Single Nucleotide Polymorphism (SNP):
Single nucleotide change.
Approximately one SNP per 1,000 base pairs in the human genome.
Example: Four individuals with a SNP; one has T, others have C.
Haplotype:
Groups of SNPs or other genetic variations close together on a chromosome.
Tend to segregate together (not separated by recombination).
Tag SNP:
Particular SNP bordering a haplotype.
Indicates what the rest of the haplotype sequence looks like.
Haplotypes as markers for certain populations.
Human vs. Chimpanzee Genomes:
Total genomic difference: 4%.
Differences include SNPs, chromosomal insertions, duplications, and other arrangements.

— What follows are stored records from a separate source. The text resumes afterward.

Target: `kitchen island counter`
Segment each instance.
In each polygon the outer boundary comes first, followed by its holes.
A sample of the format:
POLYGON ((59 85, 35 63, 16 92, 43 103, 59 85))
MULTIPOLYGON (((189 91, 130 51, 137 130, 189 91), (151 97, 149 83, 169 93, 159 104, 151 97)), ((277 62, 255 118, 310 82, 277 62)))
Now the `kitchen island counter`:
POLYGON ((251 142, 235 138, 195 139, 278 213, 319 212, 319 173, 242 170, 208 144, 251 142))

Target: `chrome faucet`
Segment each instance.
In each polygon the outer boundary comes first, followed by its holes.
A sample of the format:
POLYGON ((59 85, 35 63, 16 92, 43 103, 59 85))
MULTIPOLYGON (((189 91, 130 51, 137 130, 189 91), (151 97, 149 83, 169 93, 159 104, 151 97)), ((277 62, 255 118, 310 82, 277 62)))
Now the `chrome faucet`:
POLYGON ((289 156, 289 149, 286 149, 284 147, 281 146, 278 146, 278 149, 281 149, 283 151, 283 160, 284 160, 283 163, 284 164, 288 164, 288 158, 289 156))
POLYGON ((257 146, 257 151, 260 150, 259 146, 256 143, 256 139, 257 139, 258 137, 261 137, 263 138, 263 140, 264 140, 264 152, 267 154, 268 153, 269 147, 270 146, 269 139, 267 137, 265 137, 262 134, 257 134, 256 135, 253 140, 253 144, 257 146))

Duplications can come from transposons.
Determining if differences occurred in humans or chimpanzees:
Compare sequences to a distantly related outgroup (e.g., orangutan).

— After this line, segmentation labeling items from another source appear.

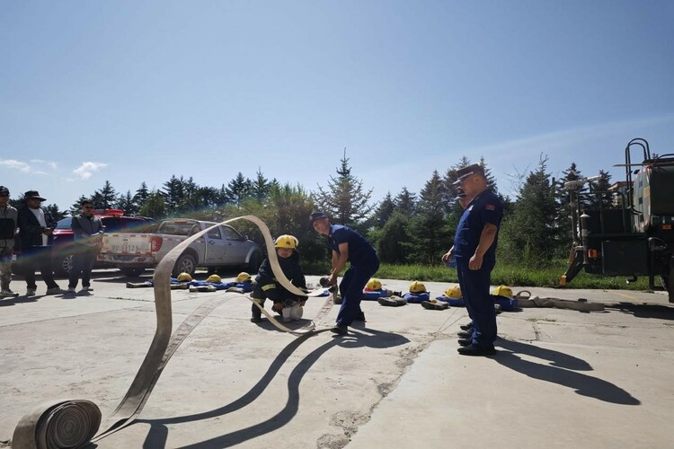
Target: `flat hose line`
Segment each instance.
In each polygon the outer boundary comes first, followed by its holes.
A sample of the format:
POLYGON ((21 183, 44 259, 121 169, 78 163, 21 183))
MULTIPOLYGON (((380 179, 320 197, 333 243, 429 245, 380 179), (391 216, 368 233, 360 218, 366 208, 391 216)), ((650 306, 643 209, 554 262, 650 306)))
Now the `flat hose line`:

Example: Gene X sequence differs between humans and chimps, orangutan matches chimps, so the change occurred in the human lineage.
Molecular Basis of Human Genetic Disease:
Linkage Analysis:
Mapping disease condition relative to genetic polymorphisms (SNPs, deletions).
Example: Early-onset Alzheimer's linked to PS1 gene on chromosome 14.
Process:
Look at pedigrees of affected families.
Collect DNA from affected and unaffected individuals.
Follow which SNPs or haplotypes the disease segregates with.
SNPs and genetic markers from chromosome 14 (D14S43 SNP) segregated with Alzheimer's.
Researchers focused on the D14S43 region of chromosome 14, finding 19 expressed genes.
Mutations in S182 (later named PS1) were present in affected individuals, not in unaffected.
Looking at affected versus unaffected genomes and disease segregation with SNPs and other genetic markers.